Hindi too, maiñ do din se yahāñ hūñ.

I wouldn't be surprised if it were most languages really, English 'for' seems the weirder construction.


You could use it in English too so long as you add 'ago' on the end. "Since two days" makes no sense in English because "since" refers to a point in time not a duration.


That still doesn't sound natural to me.

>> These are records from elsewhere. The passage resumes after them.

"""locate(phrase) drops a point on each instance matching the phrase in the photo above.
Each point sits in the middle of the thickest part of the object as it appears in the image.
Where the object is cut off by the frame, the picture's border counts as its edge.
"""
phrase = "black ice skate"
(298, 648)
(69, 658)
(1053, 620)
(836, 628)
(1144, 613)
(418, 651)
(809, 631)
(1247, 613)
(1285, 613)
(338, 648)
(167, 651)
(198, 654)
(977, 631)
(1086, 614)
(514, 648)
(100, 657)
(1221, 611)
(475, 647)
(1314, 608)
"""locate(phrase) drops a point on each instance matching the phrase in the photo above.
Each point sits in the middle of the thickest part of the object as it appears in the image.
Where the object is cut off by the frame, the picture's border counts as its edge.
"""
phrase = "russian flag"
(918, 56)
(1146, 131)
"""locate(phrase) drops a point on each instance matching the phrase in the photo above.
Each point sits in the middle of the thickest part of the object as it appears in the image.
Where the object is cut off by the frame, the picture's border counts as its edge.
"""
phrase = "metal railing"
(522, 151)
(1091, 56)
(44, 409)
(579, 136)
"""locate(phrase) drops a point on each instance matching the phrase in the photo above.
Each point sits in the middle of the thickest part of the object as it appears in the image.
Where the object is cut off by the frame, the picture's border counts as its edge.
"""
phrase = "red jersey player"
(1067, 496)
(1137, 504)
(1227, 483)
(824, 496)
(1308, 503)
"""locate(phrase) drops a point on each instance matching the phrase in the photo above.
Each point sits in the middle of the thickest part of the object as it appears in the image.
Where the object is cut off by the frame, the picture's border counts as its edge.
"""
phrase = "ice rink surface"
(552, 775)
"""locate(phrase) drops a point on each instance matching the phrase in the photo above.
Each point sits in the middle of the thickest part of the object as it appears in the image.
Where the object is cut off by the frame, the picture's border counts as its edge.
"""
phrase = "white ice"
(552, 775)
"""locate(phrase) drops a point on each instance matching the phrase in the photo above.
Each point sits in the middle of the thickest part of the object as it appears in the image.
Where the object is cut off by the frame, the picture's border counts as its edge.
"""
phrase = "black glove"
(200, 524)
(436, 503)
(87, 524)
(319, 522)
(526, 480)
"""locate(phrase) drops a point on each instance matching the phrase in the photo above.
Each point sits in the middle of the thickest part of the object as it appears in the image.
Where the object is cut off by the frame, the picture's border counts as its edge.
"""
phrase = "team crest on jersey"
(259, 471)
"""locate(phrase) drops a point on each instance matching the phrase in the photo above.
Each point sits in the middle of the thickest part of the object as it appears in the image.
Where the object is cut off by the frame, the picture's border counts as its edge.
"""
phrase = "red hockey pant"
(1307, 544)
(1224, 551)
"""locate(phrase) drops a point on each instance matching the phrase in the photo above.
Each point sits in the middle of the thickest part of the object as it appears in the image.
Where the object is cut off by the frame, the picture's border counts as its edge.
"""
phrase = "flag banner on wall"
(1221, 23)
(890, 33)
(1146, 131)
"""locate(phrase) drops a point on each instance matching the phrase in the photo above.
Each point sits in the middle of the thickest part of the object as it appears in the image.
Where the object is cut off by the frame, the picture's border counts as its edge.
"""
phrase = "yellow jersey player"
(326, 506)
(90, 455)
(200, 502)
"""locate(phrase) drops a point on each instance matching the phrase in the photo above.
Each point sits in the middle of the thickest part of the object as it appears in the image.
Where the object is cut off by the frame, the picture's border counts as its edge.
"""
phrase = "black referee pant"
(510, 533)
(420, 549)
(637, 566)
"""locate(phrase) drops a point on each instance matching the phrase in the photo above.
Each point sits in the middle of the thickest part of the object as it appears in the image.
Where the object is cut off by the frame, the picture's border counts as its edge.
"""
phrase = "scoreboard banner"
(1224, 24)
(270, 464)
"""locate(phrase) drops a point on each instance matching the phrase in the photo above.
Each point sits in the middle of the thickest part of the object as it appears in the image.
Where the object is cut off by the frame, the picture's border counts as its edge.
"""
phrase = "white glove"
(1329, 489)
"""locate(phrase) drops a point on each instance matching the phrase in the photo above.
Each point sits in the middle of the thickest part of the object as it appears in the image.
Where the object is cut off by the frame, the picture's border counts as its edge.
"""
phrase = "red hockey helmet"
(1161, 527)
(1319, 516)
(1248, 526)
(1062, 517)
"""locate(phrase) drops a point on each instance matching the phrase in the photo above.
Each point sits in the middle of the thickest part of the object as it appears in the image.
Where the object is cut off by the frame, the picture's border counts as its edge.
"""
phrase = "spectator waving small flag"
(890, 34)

You could answer 'since when' with 'two days ago', but declaring it as a statement I'd say 'for the last two days' or 'since the day before yesterday'.

You could get away with it in speech since it sounds like 'since.. [thinking] two days ago' and it's acceptable to change construction like that in casual speech, but written it doesn't seem right to me.


Could also be do din tak but that implies you’re about to take off


Isn't German the same? "Ich bin schon seit zwei Tagen hier".


I say this as a native English speaker… but I speak South African English (or something similar), and I’ve heard that this expression is due to Afrikaans influence!


That's probably because Afrikaans is Dutch, and Dutch is German.


Well, ‘is’ isn’t quite the right word… but they’re all closely related languages, yes, which is why I mentioned it.


Yep, I was being liberal with "is" there, but hopefully the point came across.


Dutch is German, and English is French.


English is French and German.


And therefore, Dutch is English :D


No, English and Dutch are distant cousins.


Haha ok- but then so is German. Dutch has Low Franconian origins, and the more you learn about it, the weirder it gets. Also, it did not have the consonant shift- e.g. water (en) vs water (nl) vs wasser (de).

That said, after centuries of relative stability, modern Dutch is absorbing English words as fast as it can. Who knows if it is still recognisable in 50 years.


I don't know, I think maybe Dutch and German are more estranged siblings. English is a weird case because the German part is very German, but then the non-German part is pretty big!


Afrikaans is Dutch yes, Dutch is not German.

Learn your languages before spreading unwise nonsense on the internet.


Not OP here. You're right, but you could be more charitable in your reading of the previous comment. While it's wrong at the micro level it's not even nonsense on the macro level. Dutch and German are at the very least very related. They share a lot of constructs and words.

There's no reason to be so disrespectful.


I said this long before I moved out of the US. I live in NL now. I wish I could tell you where it came from. Probably from my stepfather who was raised in a rural Texas area that probably had some old Germanic roots.


This example at least sounds perfectly natural to me, in California. I can remember my dad saying it, who was also a born and raised Californian. No German around whatsoever, shrug.